El próximo lunes comienza oficialmente el verano y pocos días después termina el curso escolar. Durante casi tres meses, se abre un periodo de ocio y diversión para los más pequeños pero una responsabilidad mayor para los padres que deben cuidar de su salud. Por ello, desde el Centro Médico Los Cerros queremos echar una mano con consejos y recomendaciones que pueden ayudar a que el verano de los niños sea más saludable sin que por ello lo disfruten menos.
Establecer hábitos saludables. Sin duda el verano trae consigo cambios en la rutina habitual de los niños. Con menos responsabilidades al no tener que ir al colegio, y días más largos y calurosos, es habitual que se produzca un cambio en los horarios de cómida, juego y descanso. Aunque esto sea inevitable, sí que es recomendable que se establezcan hábitos que favorezcan a los pequeños.
Así, los horarios de comida así como la alimentación debe ser similar a lo que se lleva a cabo durante el resto del año. Es decir, continuar con 4 o cinco comidas diarias con una alimentación variada, evitando picoteos entre horas, comidas copiosas (especialmente en la cena) y manteniendo dentro de lo posible los horarios de desayuno, almuerzo, merienda y cena.
De igual forma ocurre con el descanso. Se debe evitar largas siestas que eviten conciliar el sueño de noche y, por consiguiente, despertarse tarde y trastocar los hábitos alimenticios. Esto no quiere decir que no se deba dormir siesta sino plantear que sea de entre 30 minutos y una hora.
Precaución con el sol y las altas temperaturas. Los niños son un grupo de riesgo cuando suben las temperaturas ya que pueden sufrir golpes de calor o deshidratación. Por ello recomendamos que no realicen actividades físicas al aire libre en las horas centrales del día o con altas temperaturas, así como que tomen líquido (especialmente agua y zumos) de forma periódica durante todo el día.
Por otro lado, también hay que cuidar la piel de los pequeños usando protectores solares con alto factor de protección (entre 30 y 50 FPS según el tipo de piel) y, como en el caso anterior, evitar tomar o realizar actividades bajo el sol en las horas centrales.
Cuidado en playas y piscinas. Lesiones, enfermedades y accidentes son factores a tener en cuenta con los niños cuando van a playas y piscinas.

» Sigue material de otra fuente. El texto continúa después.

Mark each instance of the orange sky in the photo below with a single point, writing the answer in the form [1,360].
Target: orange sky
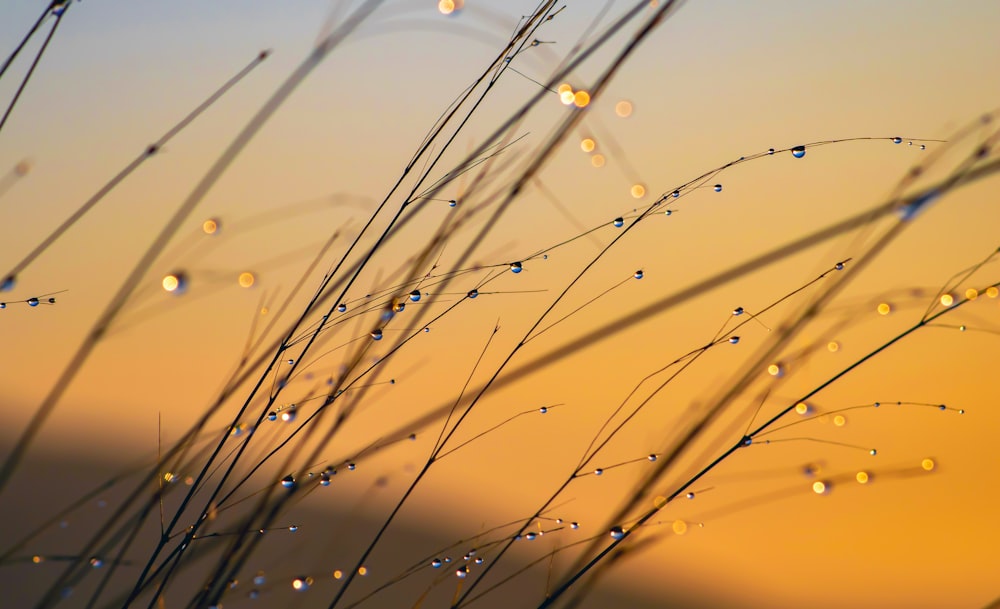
[716,81]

Lo primero es reconocer y tratar las enfermedades derivadas de un excesivo contacto con el agua como son las otitis o las conjuntivitis. Se tratan de enfermedades que pueden derivar en problemas más serios por lo que lo primero es acudir al médico o farmacéutico para su diagnóstico y tratamiento y evitar durante unos días que el niño visite playas o piscinas cuyas aguas son las principales causantes de estas enfermedades.
También hay que tener en cuenta posibles picaduras de insectos (avispas, abejas, arañas,…) o animales acuáticos (medusas) que suelen aparecer en esta época del año. Por ello se recomienda llevar siempre un botiquín con primeros auxilios para este tipo de casos con cremas hidratantes o antihistamínicos (polaramine) que alivien los primeros síntomas, y acudir al médico o farmacéutico en caso de empeoramiento.
Por último, los accidentes son muy comunes en los niños en verano, con una gran actividad al aire libre y, especialmente, en playas o piscinas. Entre ellos, el accidente que entraña mayor riesgo es el ahogamiento, especialmente en los más pequeños que no saben nadar. A una vigilancia intensiva por parte de padres y familiares, hay que unir la necesidad de conocer las técnicas de primeros auxilios, así como actuar con rapidez a la hora de buscar ayuda profesional (socorristas, puestos de primeros auxilios, ambulancias,…).
En caso de lesión o herida, se vuelve a recurrir al botiquín y en caso de gravedad, dirigirse directamente a un centro médico u hospital más cercano.
Cualquier precaución es poca a la hora de cuidar de los niños pero siguiendo estas recomendaciones y apoyados en el sentido común y la organización, se puede llevar un verano saludable y divertido.